Greg Jacobs in So what does an ohmmeter read when it’s directly connected to a non-ohmic bulb? asked for help in determining how to measure the resistance of a bulb at different low voltages, as his voltage source only goes down to 2V.
I used my FG085 function generator, a resistor, and PteroDAQ to measure the I-vs-V characteristics of a small screw-base bulb rated at 6.3V and 150mA. One would expect a bulb with that rating to have 6.3V/150mA=42Ω resistance, but incandescent bulbs are not ohmic devices—the resistance of the filament depends on its temperature, and at 2700°K, the resistance is going to be much higher than at room temperature.
The thermal coefficient for tungsten is about 0.0045/K, so one would expect a difference of about 2400°K to make a ratio of about (1+0.0045/K 2400K)=11.8. So, if the linear approximation of resistance vs temperature were good over that wide a temperature range, we’d expect about 3.6Ω at room temperature.

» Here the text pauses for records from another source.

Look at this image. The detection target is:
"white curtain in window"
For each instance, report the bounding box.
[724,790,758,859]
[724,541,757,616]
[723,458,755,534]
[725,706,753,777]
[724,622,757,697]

I measured about 3.8Ω with my ohmmeter, so this seems like a reasonable back-of-the-envelope approximation.
I hooked up the function generator to drive a 10Ω resistor and the bulb in series, and used PteroDAQ (with a Teensy LC board) to measure the voltage across the resistor and across the bulb. I had to play with the amplitude and offset of the function generator a bit, because the 50Ω output impedance means that the voltage across the bulb+resistor was substantially less than the values set (which are the nominal voltage to a high-impedance load).
The plot above is a little hard to interpret, but one can clearly see the range of voltage and current, and that the plot has hysteresis—it follows a different curve when the voltage is increasing than when the voltage is decreasing. (One can also see the really bad digital-to-analog conversion in the FG085 function generator, with big steps and non-monotonic steps.)
Changing the plot to resistance (V/I) versus voltage makes for a clearer plot:
The large noise at the low end of the plot is due to the inherent problem of taking the ratio of two small numbers, each of which has noise added. We can clean up the appearance of the plot by using power (IV) on the x-axis, since if either voltage or power is close to zero, then power is also very close to 0:
Looking at the resistance as a function of time is helpful in interpreting the plots:
The R-vs-V and R-vs-P plots should be interpreted as counter-clockwise hysteresis—the lower curve is the one followed as the filament heats up, and the higher curve is the one followed as the filament cools down.
The curve you get depends very much on how quickly you change the voltage. Using the same voltage range, but making the fluctuations be at 4Hz instead of 1/22 Hz results in a much more constant temperature, and hence a much more constant resistance:
Of course, the question arises whether the standard 60Hz line frequency is high enough to get a constant filament temperature.
The filament temperature is not constant, but the variation in resistance is much less. Note that with the higher frequencies, the maximum resistance (and hence maximum temperature) does not occur at the same time as peak power, but substantially later in the cycle. If one wanted to get a really clean reading of resistance vs power, it would be best to change the voltage very slowly, so that the temperature has a chance to reach steady state. Even with a period of 99s, I still saw fairly substantial hysteresis, so I tried a couple cycles with a period of 333s—I expect that the hysteresis will be small except for the low-power end of the curve, as cooling is slower when the temperature difference is small.If one wanted to make hand measurements with a fixed power supply and no function generator, one could either change the current-sense resistor for each measurement (larger resistor for smaller currents) or keep the current-sense resistor and bulb constant, but add extra series resistors to reduce the voltage and current. It would take a fair amount of patience to gather many measurements (or lots of students with identical bulbs).
Note that I was only looking at the low power range for the bulb—it should take about 945mW when at its full rating, and I stayed below 1/7th of the full rating.